1 packet of peanut butter (This would equal about 2 tablespoons)

2 packets of sugar

MRE crackers, finely crumbled (This would equal about 10 crackers)

1/2 packet cocoa beverage power (This would equal about 2 tbsp)


Combine peanut butter and sugar: stir in crackers and mix well. Shape mixture into 1 inch balls. Add a few drops of water if necessary. Roll balls in cocoa powder. What a clever idea.

If the troops found out they were going to be deployed, this is a recipe some of them would make to take with them. A high-protein snack was a great idea.



1 1/2 to 2 pounds flank steak

2/3 cup  Worcestershire sauce

2/3 cup soy sauce or teriyaki sauce

2 tbsp honey

2 tsp ground black pepper

2 tsp onion powder

2 tsp Tabasco sauce

1 tsp liquid smoke

1 tsp red pepper flakes


Trim the flank steak of excess fat, place in a zip-top bag, and place in the freezer for one to two hours in order to firm up.

Remove the steak from the freezer and thinly slice the meat with the grain into long strips.

Place the strips of meat along with all the remaining ingredients into a large, one-gallon plastic bag and move around to evenly distribute all of the ingredients.

Place the bag in the refrigerator for three to six hours.

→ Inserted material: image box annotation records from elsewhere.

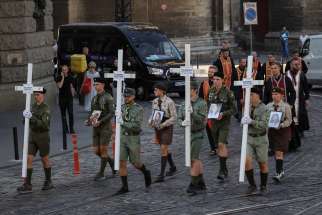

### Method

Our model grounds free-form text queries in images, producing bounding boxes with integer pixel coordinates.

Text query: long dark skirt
[289,123,301,152]
[268,127,291,153]
[155,125,173,145]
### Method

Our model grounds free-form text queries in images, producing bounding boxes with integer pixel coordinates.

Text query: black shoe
[187,183,201,196]
[217,170,228,181]
[41,180,54,190]
[246,185,257,195]
[209,149,217,156]
[273,171,284,183]
[268,150,275,157]
[17,183,32,194]
[94,172,106,181]
[260,186,267,196]
[114,187,129,195]
[154,175,164,183]
[199,181,207,190]
[165,167,177,176]
[144,170,152,187]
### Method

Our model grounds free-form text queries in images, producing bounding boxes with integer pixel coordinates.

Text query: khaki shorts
[120,134,141,165]
[93,126,112,147]
[210,120,230,145]
[190,132,204,160]
[246,135,268,163]
[28,132,50,157]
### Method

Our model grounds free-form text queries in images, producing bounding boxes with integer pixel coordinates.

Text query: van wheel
[136,86,149,101]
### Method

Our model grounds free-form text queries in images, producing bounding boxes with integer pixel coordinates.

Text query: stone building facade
[0,0,55,111]
[0,0,322,111]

Remove the meat from the marinade and pat dry. Evenly distribute the strips of meat onto three trays of the dehydrator. Follow the dehydrator directions for drying meats.

The research I did on the meals in the military really hit home for my being part of a military family and not realizing what all they have to deal with on deployment.

We are all so blessed for the men and women who do risk their lives so that we do not have to heat our bread on an engine or mix a dessert in a cup.

Arritta Morris holds a bachelor’s degree in nutrition and a master’s degree in counseling from Eastern Kentucky University. She is certified as a food service specialist by the School Nutrition Association.